When we began to explore Generative AI, many of us experimented to find out what fictional brand strategies it might create - and were disappointed by the results. Sometimes that’s because prompt engineering is a new skill for most. To get insightful answers, we need to learn to ask the likes of ChatGPT and DALL-E the right questions. But if the responses are scraped from existing data, we have a bigger problem: we don’t like what we see in the AI-looking glass. Reflecting back at us is the homogeneity we’ve been putting out into the world in the name of creativity. Generative AI has brought us to the realisation that a lot of what we do plays into tropes and category cues, replicating patterns and perpetuating stereotypes. This is a gift.

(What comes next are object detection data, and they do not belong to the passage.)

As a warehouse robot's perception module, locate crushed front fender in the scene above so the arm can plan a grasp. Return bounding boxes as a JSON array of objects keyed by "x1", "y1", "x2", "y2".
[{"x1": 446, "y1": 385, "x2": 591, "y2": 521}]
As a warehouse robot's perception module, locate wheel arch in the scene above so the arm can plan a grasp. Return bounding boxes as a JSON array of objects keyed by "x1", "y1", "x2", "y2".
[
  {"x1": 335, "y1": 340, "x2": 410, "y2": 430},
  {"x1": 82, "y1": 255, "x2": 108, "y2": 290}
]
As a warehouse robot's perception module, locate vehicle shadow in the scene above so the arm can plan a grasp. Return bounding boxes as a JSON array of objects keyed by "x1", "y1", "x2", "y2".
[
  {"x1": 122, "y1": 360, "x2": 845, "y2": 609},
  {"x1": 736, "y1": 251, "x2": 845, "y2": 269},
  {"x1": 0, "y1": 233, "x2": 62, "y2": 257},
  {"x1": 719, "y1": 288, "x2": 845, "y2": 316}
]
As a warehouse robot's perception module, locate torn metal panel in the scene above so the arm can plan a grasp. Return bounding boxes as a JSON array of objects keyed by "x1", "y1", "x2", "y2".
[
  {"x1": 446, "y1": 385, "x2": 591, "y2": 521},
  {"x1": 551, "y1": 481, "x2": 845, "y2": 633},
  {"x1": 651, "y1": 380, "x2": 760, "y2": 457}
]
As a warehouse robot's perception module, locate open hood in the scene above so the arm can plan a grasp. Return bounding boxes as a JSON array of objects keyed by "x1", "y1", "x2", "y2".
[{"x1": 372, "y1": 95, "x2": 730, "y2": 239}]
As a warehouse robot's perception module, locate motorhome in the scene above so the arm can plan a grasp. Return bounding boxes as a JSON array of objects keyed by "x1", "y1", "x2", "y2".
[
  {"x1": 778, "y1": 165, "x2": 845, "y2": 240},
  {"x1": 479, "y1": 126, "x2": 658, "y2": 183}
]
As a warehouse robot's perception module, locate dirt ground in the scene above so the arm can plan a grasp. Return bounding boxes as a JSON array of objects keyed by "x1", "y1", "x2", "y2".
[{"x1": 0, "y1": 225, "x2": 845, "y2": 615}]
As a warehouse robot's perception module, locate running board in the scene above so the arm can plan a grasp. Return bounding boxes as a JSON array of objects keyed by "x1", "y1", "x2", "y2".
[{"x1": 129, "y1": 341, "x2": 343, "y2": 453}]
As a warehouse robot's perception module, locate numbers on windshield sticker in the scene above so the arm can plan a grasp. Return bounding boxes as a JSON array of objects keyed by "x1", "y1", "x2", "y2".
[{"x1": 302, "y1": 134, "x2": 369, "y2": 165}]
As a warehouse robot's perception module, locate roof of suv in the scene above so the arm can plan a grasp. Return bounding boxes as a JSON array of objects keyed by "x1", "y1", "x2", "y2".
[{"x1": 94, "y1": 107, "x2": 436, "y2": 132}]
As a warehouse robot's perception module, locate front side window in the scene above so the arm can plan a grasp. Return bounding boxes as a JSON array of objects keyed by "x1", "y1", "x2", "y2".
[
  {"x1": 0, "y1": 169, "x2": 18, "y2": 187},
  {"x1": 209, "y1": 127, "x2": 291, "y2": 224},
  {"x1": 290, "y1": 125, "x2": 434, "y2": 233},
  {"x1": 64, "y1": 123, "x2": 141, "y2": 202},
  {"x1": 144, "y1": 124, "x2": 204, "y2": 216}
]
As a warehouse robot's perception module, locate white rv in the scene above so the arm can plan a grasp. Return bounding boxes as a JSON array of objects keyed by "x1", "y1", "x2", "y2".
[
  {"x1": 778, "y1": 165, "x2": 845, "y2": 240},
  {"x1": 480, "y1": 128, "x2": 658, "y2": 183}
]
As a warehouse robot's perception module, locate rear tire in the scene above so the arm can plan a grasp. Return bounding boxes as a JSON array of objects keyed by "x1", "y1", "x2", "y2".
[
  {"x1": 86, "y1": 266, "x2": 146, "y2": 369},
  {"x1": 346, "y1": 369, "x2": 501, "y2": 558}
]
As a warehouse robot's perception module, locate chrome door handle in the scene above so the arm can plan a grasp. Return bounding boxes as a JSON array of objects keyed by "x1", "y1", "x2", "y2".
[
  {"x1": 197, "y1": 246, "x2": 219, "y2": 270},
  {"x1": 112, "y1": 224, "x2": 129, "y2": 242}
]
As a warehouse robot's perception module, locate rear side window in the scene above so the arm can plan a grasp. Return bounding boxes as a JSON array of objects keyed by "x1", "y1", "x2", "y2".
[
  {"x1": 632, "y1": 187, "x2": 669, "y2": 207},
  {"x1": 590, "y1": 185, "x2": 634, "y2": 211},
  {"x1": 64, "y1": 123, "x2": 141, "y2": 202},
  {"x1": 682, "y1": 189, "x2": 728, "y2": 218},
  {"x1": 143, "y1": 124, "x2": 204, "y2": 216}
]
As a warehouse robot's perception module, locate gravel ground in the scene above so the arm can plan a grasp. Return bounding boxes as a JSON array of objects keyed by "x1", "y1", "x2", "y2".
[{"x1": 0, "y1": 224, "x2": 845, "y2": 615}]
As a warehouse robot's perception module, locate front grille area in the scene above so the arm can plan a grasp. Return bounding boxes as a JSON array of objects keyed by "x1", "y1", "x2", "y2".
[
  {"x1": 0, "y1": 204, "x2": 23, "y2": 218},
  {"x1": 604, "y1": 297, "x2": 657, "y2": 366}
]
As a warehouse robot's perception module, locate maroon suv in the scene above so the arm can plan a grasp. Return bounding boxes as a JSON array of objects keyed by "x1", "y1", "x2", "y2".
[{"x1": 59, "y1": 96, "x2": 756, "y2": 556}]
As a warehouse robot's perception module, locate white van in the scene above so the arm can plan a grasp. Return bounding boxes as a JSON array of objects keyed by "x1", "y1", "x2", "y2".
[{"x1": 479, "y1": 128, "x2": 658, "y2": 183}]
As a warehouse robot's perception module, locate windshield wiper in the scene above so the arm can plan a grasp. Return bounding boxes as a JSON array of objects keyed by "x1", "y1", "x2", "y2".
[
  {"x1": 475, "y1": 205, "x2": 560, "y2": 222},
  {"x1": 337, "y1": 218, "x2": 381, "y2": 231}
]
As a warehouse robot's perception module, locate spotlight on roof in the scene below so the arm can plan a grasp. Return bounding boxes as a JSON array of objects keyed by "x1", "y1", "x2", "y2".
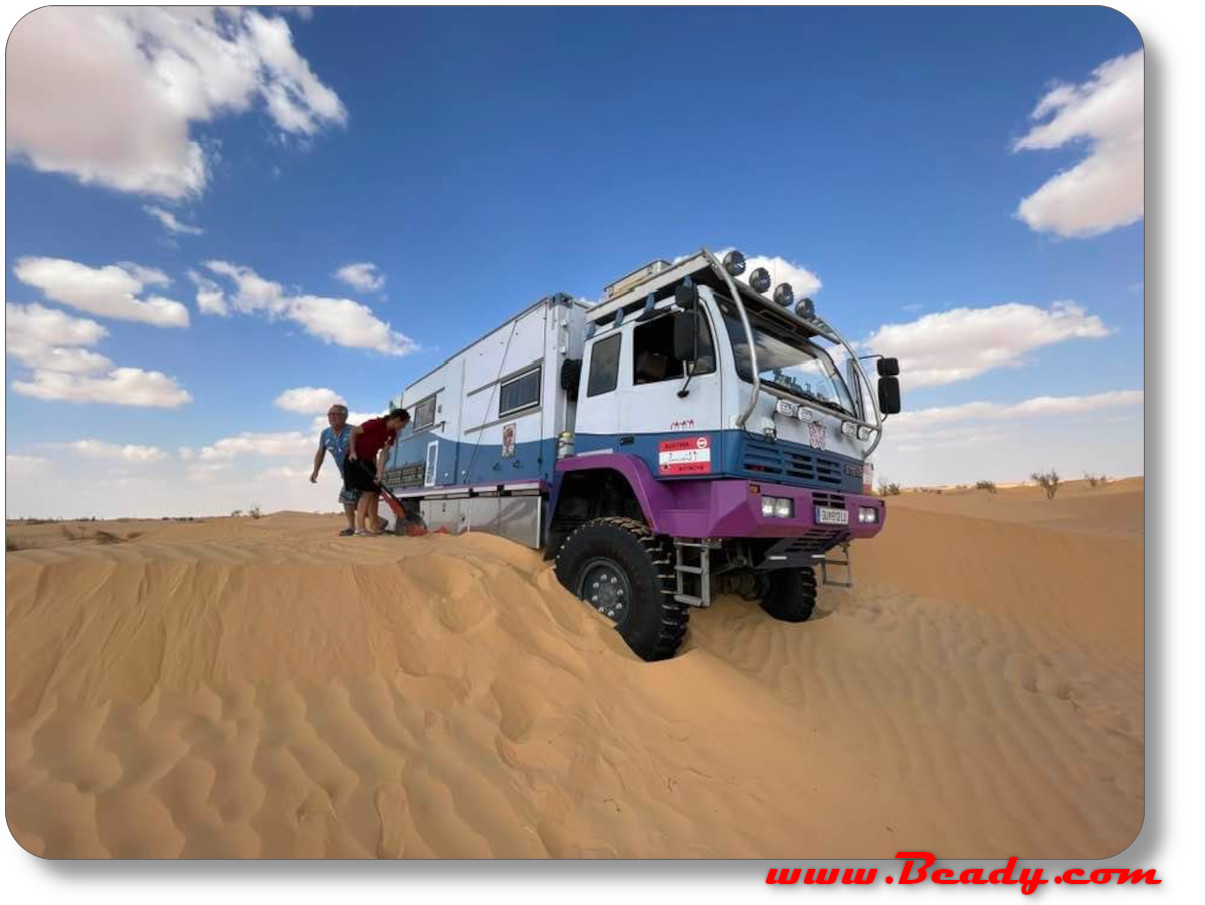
[{"x1": 724, "y1": 248, "x2": 745, "y2": 276}]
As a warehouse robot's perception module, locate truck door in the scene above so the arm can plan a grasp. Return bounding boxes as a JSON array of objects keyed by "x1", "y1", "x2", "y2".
[
  {"x1": 617, "y1": 308, "x2": 723, "y2": 476},
  {"x1": 575, "y1": 329, "x2": 624, "y2": 453}
]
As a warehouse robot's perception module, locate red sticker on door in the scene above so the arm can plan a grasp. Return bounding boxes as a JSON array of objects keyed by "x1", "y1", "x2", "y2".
[{"x1": 657, "y1": 436, "x2": 711, "y2": 475}]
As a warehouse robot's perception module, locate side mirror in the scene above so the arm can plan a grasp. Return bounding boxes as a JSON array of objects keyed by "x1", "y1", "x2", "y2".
[
  {"x1": 878, "y1": 375, "x2": 900, "y2": 415},
  {"x1": 674, "y1": 310, "x2": 699, "y2": 362}
]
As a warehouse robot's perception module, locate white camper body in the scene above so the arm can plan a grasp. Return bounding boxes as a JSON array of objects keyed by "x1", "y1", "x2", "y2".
[{"x1": 384, "y1": 295, "x2": 588, "y2": 547}]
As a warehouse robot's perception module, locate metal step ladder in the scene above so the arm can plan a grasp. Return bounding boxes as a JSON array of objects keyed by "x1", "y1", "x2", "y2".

Generative AI is a powerful tool that can challenge us to do better. It can serve the initial input that acts as a catalyst for ideas. It can be a collaborator, assisting in the creative process and freeing our minds. While its future role is still being defined, this is as far as it takes us for now.

Creativity is a precious resource, and it belongs to us. The ability to inspire and rouse emotion in ways that truly resonate remains inherently human. Our responsibility is to eradicate uniformity, push the boundaries of our imagination and make the leap from good to great.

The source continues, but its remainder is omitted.